En el marco de nuestra campaña SOCIALMENTE y con motivo del Día Mundial del Donante de Sangre, entrevistamos a Juan Castro, gerente, y a María Otermin, coordinadora de ADONA, la Asociación de Donantes de Sangre de Navarra, para conocer la importancia de la donación, los retos actuales a los que se enfrenta la entidad y el papel fundamental de la sociedad en esta causa. ADONA es una organización sin ánimo de lucro fundada en 1957 y reconocida como entidad de Utilidad Pública desde 1970.
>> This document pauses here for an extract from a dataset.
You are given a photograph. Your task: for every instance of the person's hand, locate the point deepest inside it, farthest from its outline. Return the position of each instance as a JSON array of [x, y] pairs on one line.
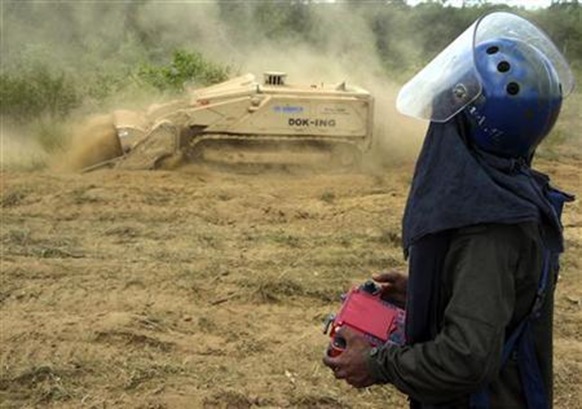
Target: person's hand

Desde entonces, trabaja en la promoción de la donación de sangre y en el reconocimiento social de la figura del donante. Su labor se ha ampliado también a la promoción de la donación de médula ósea y a la colaboración con la donación de órganos y otros tejidos. Además, ADONA trabaja junto al Banco de Sangre y Tejidos de Navarra para acercar la donación a toda la Comunidad foral, facilitando puntos de donación tanto en Pamplona como en Tudela y en diferentes localidades mediante la unidad móvil. Asimismo, la asociación también impulsa campañas de concienciación en universidades, empresas y municipios para seguir fomentando una sociedad más comprometida y solidaria.
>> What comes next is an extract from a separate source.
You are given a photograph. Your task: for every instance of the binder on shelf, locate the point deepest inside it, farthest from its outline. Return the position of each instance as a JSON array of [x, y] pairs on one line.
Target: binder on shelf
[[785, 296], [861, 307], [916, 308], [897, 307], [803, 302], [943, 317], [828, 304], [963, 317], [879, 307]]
«La sangre no se puede fabricar»
¿Por qué es tan importante donar sangre?
Donar sangre es fundamental porque no se puede fabricar de forma artificial: solo las personas pueden proporcionarla. Sin donaciones voluntarias, los hospitales no podrían realizar cirugías, trasplantes, tratamientos oncológicos ni atender emergencias.
Además, la sangre es un producto vivo que caduca, por lo que requiere una renovación constante. Cada componente —glóbulos rojos, plasma y plaquetas— tiene un tiempo limitado de conservación, lo que obliga a mantener un equilibrio continuo entre la oferta y la demanda. En Navarra, cada día se necesitan entre 100 y 125 donaciones para cubrir las necesidades sanitarias.
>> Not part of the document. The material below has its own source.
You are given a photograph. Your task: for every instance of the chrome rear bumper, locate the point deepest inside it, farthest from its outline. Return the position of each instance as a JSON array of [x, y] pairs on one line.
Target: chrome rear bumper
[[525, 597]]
¿Qué impacto tiene en el sistema sanitario y en la vida de las personas?
La donación tiene un impacto directo en el sistema sanitario, ya que permite realizar intervenciones quirúrgicas complejas, atender emergencias graves y sostener tratamientos esenciales como la quimioterapia, que depende de transfusiones de plaquetas. También es clave para la elaboración de medicamentos derivados del plasma, imprescindibles para muchas patologías.
En la vida de las personas, la donación supone, en muchos casos, una segunda oportunidad. Permite salvar vidas en situaciones críticas, ayuda a madres en partos complicados y mejora la calidad de vida de personas con enfermedades crónicas o hematológicas. Además, genera un fuerte componente emocional y social, ya que quienes donan participan activamente en el sistema sanitario y experimentan una gran satisfacción personal.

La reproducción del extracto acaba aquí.